Silicon photovoltaic cells—and those made from a range of other materials—can convert infrared light into an electrical current. They just don’t do so efficiently. Other materials are more sensitive to these wavelengths, but the lower-energy photons in the infrared result in a correspondingly lower voltage in the photovoltaic output. That drops the efficiency of any devices targeting these wavelengths.
But since the research team is focusing on energy storage, they assume that they can control the temperature of the photon source. So the researchers plan on using a relatively high temperature (in the area of 2,000° C), which boosts the number of higher-energy photons near the edge of the visible spectrum. This lets them use a semiconductor with a higher bandgap, which corresponds to a larger output voltage.
To boost the efficiency further, the cell combines two different materials that absorb different areas of the spectrum in what’s called a two-junction configuration. They try two different two-junction setups, one using aluminum/gallium/indium/arsenic and gallium/indium/arsenic, and a second that’s gallium/arsenic and gallium/indium/arsenic. The two have slightly different properties in what they absorb most efficiently, which we’ll come back to shortly.
Since they can also control the configuration of everything here, they essentially wrap the entire device, which includes both the heating element and the thermophotovoltaic cell, in highly reflective material. Any photon that emits in the wrong direction gets reflected to either strike the thermophotovoltaic device or be absorbed by the heating element, thus helping maintain its high temperature. The same is true for any photons that reach the thermophotovoltaic materials but aren’t absorbed by it. (The researchers dryly note that photovoltaics can’t reflect unabsorbed photons to the Sun to keep it hot.)

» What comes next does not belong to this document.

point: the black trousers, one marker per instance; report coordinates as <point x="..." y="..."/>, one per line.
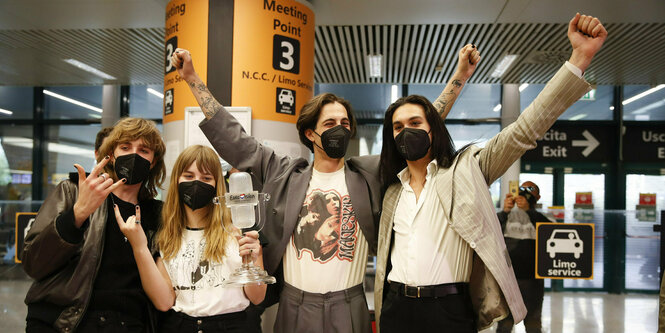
<point x="235" y="322"/>
<point x="95" y="321"/>
<point x="451" y="313"/>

The net result is a total device efficiency of around 40 percent, depending on which materials are used and the temperature of the heat source.
How this stacks up
A 60 percent loss sounds pretty horrific compared to a battery, where the round-trip efficiency is more than 90 percent. But the researchers note the efficiency is already higher than that of the average steam turbine generator in the US. The thermophotovoltaic devices are relatively new, and it’s expected that there will be plenty of room to boost the efficiency above 40 percent; in contrast, turbines are about as mature as a technology gets.

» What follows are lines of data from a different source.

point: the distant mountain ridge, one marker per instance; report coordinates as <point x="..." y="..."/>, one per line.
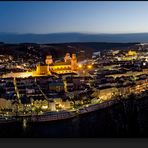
<point x="72" y="37"/>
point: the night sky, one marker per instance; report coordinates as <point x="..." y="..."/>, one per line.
<point x="83" y="17"/>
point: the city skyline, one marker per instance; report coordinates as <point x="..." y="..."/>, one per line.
<point x="80" y="17"/>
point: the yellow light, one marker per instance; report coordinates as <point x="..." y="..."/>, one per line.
<point x="80" y="65"/>
<point x="89" y="66"/>
<point x="44" y="107"/>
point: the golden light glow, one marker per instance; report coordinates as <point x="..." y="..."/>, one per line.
<point x="89" y="66"/>
<point x="44" y="107"/>
<point x="80" y="65"/>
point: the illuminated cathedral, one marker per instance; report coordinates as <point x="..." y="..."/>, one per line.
<point x="69" y="65"/>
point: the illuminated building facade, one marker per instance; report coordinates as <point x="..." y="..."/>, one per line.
<point x="68" y="66"/>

That’s where the two different devices come in. One was most efficient at extracting electricity from temperatures at around 2,400° C, the second did better once temperatures dropped below 2,000° C. So it should be possible to design systems where different thermophotovoltaic devices are used to efficiently extract electricity as the temperature of a source material progressively drops. And, once the temperature drops below where thermophotovoltaic devices work well, things should still be hot enough to create steam to drive a turbine.
A second benefit is that the system is pretty agnostic about how it generates the heat for storage in the first place. It could come from electricity when wind and solar are overproducing. It could be part of a concentrating solar power plant (although those tend to max out at around 1,000° C). One design for a next-generation nuclear power plant is also planning to use heat storage to increase its flexibility. There may even be some industrial processes that produce waste heat at these temperatures (although they’re also well above what obvious things like steelmaking require).
Finally, the team notes an inexpensive material—graphite—can be used to store heat at these temperatures. So, as long as the cost of the thermophotovoltaic device and supporting hardware can be kept within reasonable limits, this might allow thermal storage coupled with renewables to compete with fossil fuels. The main issue seems to be the extreme temperatures needed to get this to work.